Puse una taza con hielo en la máquina de café y activé el botón antes de dirigirme a la nevera para llenar el enorme vaso de Yeonjun con leche fresca. Busqué un cigarro en mi cajetilla arrugada y chasqueé la lengua al comprobar que era el último. Me lo fumé al lado de la puerta de emergencia, con la espalda apoyada en la pared de ladrillos y la mirada puesta en la puerta corrediza de papel de arroz que el lobo había instalado. La barra de la cocina seguía a medio montar, pero Yeonjun había estado ocupado y no había tenido tiempo para terminarla. Al terminar, bebí el último trago de café frío y eché la colilla por la puerta antes de dirigirme de vuelta a la habitación

—Voy a comprar —anuncié en dirección a mi chaqueta para coger la cartera con el dinero y el móvil.

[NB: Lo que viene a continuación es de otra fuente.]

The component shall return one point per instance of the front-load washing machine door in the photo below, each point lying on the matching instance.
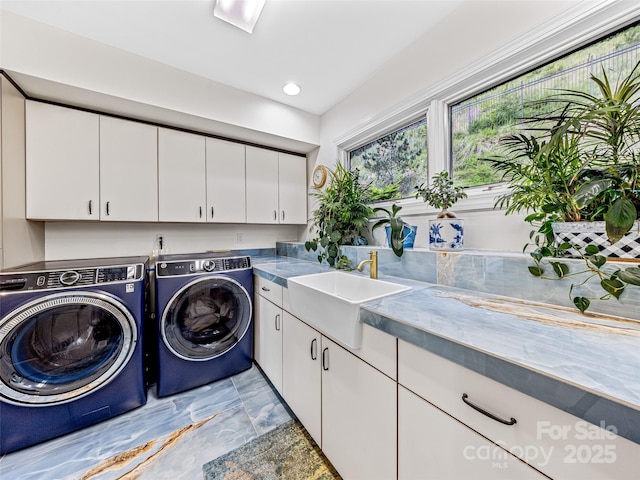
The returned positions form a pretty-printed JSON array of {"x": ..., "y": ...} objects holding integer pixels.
[
  {"x": 206, "y": 318},
  {"x": 63, "y": 346}
]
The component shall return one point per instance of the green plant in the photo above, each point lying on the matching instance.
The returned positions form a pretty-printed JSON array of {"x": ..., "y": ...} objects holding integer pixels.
[
  {"x": 387, "y": 192},
  {"x": 578, "y": 162},
  {"x": 341, "y": 217},
  {"x": 606, "y": 130},
  {"x": 396, "y": 225},
  {"x": 612, "y": 281},
  {"x": 440, "y": 192}
]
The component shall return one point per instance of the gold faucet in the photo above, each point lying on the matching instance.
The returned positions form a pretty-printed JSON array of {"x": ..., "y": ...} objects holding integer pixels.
[{"x": 373, "y": 268}]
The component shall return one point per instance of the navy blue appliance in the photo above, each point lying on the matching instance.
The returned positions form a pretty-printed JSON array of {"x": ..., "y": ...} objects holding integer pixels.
[
  {"x": 70, "y": 346},
  {"x": 204, "y": 314}
]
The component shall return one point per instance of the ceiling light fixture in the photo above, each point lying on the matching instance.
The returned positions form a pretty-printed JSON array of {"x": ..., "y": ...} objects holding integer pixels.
[
  {"x": 291, "y": 88},
  {"x": 239, "y": 13}
]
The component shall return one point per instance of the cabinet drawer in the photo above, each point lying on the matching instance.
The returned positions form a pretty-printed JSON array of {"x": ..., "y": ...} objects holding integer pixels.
[
  {"x": 269, "y": 290},
  {"x": 555, "y": 442}
]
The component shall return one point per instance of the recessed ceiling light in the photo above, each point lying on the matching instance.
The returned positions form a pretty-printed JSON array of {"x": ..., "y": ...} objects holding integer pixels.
[
  {"x": 291, "y": 88},
  {"x": 240, "y": 13}
]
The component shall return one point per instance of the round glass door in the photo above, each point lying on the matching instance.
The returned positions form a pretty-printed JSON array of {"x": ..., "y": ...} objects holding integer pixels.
[
  {"x": 64, "y": 346},
  {"x": 206, "y": 318}
]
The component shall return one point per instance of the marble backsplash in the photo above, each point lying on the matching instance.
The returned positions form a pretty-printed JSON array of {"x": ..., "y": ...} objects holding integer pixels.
[{"x": 497, "y": 273}]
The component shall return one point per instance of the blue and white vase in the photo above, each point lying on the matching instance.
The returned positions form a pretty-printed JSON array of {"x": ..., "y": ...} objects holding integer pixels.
[{"x": 446, "y": 234}]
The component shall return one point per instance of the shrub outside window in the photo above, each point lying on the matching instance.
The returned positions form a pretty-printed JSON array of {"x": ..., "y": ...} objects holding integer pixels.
[
  {"x": 478, "y": 123},
  {"x": 393, "y": 164}
]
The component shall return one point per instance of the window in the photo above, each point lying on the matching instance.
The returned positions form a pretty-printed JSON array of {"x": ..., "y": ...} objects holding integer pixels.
[
  {"x": 395, "y": 163},
  {"x": 478, "y": 123}
]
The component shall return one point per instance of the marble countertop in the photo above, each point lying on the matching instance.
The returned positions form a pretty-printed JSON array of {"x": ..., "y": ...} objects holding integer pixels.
[{"x": 588, "y": 366}]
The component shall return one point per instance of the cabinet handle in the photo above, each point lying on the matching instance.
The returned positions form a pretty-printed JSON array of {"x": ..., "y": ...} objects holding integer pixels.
[
  {"x": 465, "y": 399},
  {"x": 325, "y": 359}
]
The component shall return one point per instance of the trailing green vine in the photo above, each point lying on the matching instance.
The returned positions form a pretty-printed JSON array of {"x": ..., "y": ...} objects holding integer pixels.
[{"x": 341, "y": 218}]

Yeonjun soltó un gruñido bajo como toda respuesta, con los ojos entornados y adormilados mientras se rascaba el abdomen. Un ventilador echaba aire sobre su cuerpo desnudo, removiendo aquel olor a sudor tan penetrante y denso por todo el cuarto. Entonces me asaltó la misma pregunta que me asaltaba siempre cuando le veía así: ¿Cómo era posible que hubiera terminado enamorado de aquel lobo apestoso? Chasqueé la lengua y negué con la cabeza. Solo era una más a la lista de grandes decisiones de mi vida, como dejar la escuela y empezar a drogarme.

Me acerqué a mi lobo y me despedí con una caricia de mejilla contra mejilla. Él ronroneó y sonrió antes de murmurar:

—Pásalo bien.

Murmuré una vaga respuesta y fui hacia la puerta, cogiendo las llaves antes de salir del apartamento y tomar una bocanada de aquel extraño aire limpio y liviano del exterior. Durante mi desayuno de café y sándwich, revisé mi cuenta bancaria y empecé a preocuparme un poco: lo que había conseguido acumular vendiendo el Olor a Macho estaban desapareciendo a una velocidad alarmante. Yeonjun seguía sin traer el dinero y los gastos continuaban siendo muy altos, empezando por la comida que le compraba cada día. Cuando volví a casa con las bolsas, fue lo primero que le pregunté.

—¿Todavía no has cobrado, Yeonjun?

El lobo bajó el volumen de la televisión y giró la cabeza para mirarme caminando hacia la cocina.

—No, a Yeonjun no le han dado su parte todavía. Yeonjun se la hubiera dado a Beom —respondió, terminando con aquella afirmación orgullosa y un poco enfadada, como si yo hubiera dudado de que el lobo se la fuera a quedar para él solo.

—¿Cuándo se la suelen dar? —insistí, sacando una bandeja repleta de carne con arroz y verdura picada que le llevé directamente a la mesa baja frente al sofá.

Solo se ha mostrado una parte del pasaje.